- Born: 1996 (age 29–30) Hilo, Hawaii
- Known for: Visual art
- Movement: Contemporary art
- Website: https://kotaronukaga.com/en/artist/マイケル・リキオ・ミング・ヒー・ホー/

= Michael Rikio Ming Hee Ho =

American conceptual artist

Michael Rikio Ming Hee Ho (マイケル・リキオ・ミング・ヒー・ホー, born August 1, 1996) is an American conceptual artist.

== Early life ==
Ho was born in Hilo, Hawaii and grew up in Waimea, Hawaii County, Hawaii.

== Education ==
He graduated from UCLA School of the Arts and Architecture in 2018 and lives and works in Tokyo, Japan. Ho studied at University of California, Los Angeles with artists Barbara Kruger, Lari Pittman, Adrian Wong, Catherine Opie, and Adrian Saxe.

== Career ==
Ho is known for his text-based works that are reminiscent of Jenny Holzer and Lawrence Weiner. Ho’s work has been noted for its juxtaposition of text and image to introduce irony and deflate pictorial grandeur, drawing comparisons to Ed Ruscha.
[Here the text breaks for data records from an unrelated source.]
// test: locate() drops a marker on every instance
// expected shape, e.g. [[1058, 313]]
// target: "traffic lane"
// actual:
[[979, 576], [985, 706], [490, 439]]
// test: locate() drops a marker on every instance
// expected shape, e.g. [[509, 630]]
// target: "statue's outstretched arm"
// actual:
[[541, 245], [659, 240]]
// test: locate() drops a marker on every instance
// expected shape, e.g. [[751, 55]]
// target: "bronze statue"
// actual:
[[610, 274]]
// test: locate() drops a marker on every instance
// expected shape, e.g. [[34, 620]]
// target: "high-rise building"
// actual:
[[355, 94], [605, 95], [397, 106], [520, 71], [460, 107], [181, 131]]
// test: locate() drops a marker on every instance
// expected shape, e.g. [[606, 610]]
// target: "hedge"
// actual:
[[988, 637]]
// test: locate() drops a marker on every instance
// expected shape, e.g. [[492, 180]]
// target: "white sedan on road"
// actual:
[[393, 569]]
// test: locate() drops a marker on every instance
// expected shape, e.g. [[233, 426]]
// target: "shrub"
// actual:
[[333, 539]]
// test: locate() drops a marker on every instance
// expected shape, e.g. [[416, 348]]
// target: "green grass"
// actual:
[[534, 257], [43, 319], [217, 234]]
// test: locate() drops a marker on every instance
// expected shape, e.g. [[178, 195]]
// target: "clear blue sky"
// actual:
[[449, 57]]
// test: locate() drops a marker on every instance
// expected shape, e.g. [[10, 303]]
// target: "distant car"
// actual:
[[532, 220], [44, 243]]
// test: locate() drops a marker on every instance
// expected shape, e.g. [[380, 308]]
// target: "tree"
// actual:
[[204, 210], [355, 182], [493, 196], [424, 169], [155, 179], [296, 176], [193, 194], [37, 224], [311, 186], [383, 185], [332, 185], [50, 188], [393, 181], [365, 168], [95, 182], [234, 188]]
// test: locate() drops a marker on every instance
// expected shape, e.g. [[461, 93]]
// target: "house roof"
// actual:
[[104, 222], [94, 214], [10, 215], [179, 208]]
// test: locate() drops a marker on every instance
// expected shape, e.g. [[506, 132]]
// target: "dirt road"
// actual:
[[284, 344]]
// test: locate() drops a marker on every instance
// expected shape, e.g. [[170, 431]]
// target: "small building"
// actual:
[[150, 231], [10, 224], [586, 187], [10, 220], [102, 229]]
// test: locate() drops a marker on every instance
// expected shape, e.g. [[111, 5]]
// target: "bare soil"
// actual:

In 2022, ARTnews, included Ho in their list for "30 artists under 35". Gallerist Pearl Lam shared with Artnet that Ho's "painting and sculptural practice semantically responds to capturing the tone of a post social-media generation and exploring the theme of internalized masochism and the way that this can be communicated linguistically." In 2024, he participated in a group exhibition curated by Esthella Provas at Kotaro Nukaga, alongside Stefan Brüggemann, Jose Dávila, Amadour, and Rirkrit Tiravanija.

His work has been exhibited in New York, Hong Kong, Tokyo, Los Angeles, and South Korea including at the Sezon Museum of Modern Art, Watarium Museum, Osaka Kansai International Art Festival, Tokyo Gendai, and Kotaro Nukaga.